Bob’s jaded, Charlotte’s adrift, but they both always know they have worrying marriages to return to. Lost in Translation is, then, a strong dual character study and a distinctive romance. The exotic setting allows it to expand into something larger, speaking to the emotional fundamentals of being in a strange place for a short time. The utter foreignness of the new locale, its sights and sounds, language and rhythms – how enchanting, invigorating and alienating this all can be. The peculiar loneliness of hotel rooms. The desperate strain of feeling obliged to enjoy tourist attractions: Charlotte feels nothing at a Buddhist temple she visits, whereas chancing upon a wedding ceremony absorbs her. Coppola and her cinematographer Lance Acord capture these themes imaginatively. Perhaps the standout image is Bob on a dazzling green golf course in the foreground, Mount Fuji mysterious in the background.

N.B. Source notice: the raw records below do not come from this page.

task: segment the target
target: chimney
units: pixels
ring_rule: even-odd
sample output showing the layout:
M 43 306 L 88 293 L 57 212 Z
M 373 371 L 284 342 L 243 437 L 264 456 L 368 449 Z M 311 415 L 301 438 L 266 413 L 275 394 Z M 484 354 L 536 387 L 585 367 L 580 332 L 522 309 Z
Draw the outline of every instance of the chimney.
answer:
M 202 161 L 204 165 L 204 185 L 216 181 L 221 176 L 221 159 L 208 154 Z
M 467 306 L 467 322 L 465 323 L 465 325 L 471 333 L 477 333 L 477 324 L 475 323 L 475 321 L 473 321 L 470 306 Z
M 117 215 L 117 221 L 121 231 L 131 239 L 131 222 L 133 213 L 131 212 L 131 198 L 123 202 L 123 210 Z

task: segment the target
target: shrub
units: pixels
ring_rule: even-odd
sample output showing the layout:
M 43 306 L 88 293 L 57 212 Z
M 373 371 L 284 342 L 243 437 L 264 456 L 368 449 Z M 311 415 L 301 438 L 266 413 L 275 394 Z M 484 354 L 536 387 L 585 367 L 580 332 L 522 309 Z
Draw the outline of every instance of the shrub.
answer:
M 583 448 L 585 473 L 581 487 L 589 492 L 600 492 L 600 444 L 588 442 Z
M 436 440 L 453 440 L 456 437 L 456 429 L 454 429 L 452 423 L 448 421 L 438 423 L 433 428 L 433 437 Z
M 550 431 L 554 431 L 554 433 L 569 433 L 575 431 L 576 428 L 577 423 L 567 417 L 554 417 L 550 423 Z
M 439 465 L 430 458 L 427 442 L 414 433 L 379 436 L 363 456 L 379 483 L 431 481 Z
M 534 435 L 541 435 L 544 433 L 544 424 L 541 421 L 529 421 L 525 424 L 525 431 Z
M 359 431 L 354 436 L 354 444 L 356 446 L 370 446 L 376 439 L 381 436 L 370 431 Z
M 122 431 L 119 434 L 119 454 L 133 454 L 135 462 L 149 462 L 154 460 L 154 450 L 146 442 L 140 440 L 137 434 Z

Sofia Coppola was in a privileged position. Like her directing debut, The Virgin Suicides (1999), this sophomore feature was financially supported by American Zoetrope, co-founded by her father in the 1970s (in 2007, Sofia and her brother Roman became the company’s co-owners). Even so, the picture was made outside the Hollywood studio system, with a small crew, on what sounds like – even a quarter-century ago – an almost indie budget of $4m. This is an artistically ambitious film that took well over $100m at the box office. Like the funny-foreigner jokes, that combination seems to date Lost in Translation; unlike the jokes, in a good way.